Rio - Em clima de emoção, 150 pessoas participaram de um mutirão para a pintura dos muros da Escola Municipal Tasso da Silveira, palco do massacre de 12 alunos em Realengo, na zona oeste do Rio. Pais, estudantes, professores, ex-alunos e funcionários fizeram o abraço simbólico do prédio.
"O objetivo é mostrar que esta escola forma pessoas boas e não assassinos", disse a ex-aluna Viviane Arruda, uma das organizadoras do evento.

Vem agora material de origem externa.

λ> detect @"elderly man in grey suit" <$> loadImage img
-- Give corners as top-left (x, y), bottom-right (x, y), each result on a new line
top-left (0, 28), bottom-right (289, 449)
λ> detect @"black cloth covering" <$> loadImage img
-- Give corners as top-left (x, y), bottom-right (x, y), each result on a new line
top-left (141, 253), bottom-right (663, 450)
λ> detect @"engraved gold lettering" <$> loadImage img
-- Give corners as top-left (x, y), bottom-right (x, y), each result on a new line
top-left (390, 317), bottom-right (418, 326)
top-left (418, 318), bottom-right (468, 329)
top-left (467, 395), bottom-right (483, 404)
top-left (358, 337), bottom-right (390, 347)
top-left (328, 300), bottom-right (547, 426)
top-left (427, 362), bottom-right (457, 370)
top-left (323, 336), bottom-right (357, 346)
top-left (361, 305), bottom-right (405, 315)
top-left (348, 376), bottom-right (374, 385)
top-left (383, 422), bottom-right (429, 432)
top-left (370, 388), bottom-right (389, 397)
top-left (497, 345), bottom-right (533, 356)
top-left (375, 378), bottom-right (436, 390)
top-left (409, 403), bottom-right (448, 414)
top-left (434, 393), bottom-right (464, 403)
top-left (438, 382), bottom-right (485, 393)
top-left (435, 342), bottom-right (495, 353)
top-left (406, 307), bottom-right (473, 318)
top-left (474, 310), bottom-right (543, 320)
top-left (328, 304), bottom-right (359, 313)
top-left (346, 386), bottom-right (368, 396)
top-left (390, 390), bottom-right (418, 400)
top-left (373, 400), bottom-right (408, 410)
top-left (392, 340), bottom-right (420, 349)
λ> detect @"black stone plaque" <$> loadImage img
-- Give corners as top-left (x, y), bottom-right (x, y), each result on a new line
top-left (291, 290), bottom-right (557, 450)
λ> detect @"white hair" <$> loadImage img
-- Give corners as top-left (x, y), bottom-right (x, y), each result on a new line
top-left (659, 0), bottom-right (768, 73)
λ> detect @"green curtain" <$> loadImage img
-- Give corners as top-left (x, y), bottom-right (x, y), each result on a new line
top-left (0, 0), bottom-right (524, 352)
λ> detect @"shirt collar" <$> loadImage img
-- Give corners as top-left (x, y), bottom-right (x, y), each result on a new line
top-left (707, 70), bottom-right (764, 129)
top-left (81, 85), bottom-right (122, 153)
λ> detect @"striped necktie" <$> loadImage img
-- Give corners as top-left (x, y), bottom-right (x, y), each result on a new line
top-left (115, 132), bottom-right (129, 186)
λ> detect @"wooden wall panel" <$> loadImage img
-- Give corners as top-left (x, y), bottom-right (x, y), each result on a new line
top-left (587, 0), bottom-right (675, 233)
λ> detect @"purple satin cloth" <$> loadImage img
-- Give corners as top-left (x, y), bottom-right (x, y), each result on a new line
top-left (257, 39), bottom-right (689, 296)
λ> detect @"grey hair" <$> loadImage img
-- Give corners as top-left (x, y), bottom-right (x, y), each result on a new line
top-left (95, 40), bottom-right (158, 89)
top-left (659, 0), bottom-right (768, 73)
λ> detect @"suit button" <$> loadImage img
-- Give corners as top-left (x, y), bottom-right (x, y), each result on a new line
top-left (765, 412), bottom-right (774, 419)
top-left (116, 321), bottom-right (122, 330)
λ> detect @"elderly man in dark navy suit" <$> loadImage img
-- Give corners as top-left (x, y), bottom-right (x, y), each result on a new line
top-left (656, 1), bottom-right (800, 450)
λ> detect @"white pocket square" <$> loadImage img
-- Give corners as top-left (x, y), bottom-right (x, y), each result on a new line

Alguns estudantes que presenciaram o massacre foram pela primeira vez ao colégio depois da chacina. "Ele já dorme com a luz apagada, mas ainda não consegue fechar a porta do banheiro. Fiquei feliz quando ele decidiu que gostaria de vir ao mutirão", disse a vendedora Elizabete Gomes do Nascimento, de 32 anos, mãe do aluno Matheus Gomes do Nascimento, de 10, uma das crianças que presenciou a chacina.
As aulas recomeçam amanhã para o turno da tarde e na terça-feira para o turno da manhã cujos alunos presenciaram o ataque.
Buylling
O bullying sempre esteve presente na vida do assassino Wellington Menezes de Oliveira. Na opinião dos colegas da época em que estudava na escola, o isolamento social e os transtornos mentais não tratados o mergulharam em um turbilhão de fantasias vingativas que resultou na morte de 12 crianças indefesas executadas por Wellington no seu ex-colégio.
"Nada justifica o que ele fez, mas acho que a família e o colégio erraram. Ele falava sozinho, não descia para o recreio e nunca reagia às agressões. No entanto, não houve diagnóstico, apesar de a escola contar com uma turma para alunos especiais", opina o servidor público Eduardo Magalhães, colega de turma de Wellington em 1999 e 2000.
"As meninas encarnavam muito nele. Passavam a mão e o chamavam de veadinho. Os garotos amarravam o cadarço dele a mesa e um dia até o jogaram na lixeira", lembra o operário Rodrigo França, de 25 anos.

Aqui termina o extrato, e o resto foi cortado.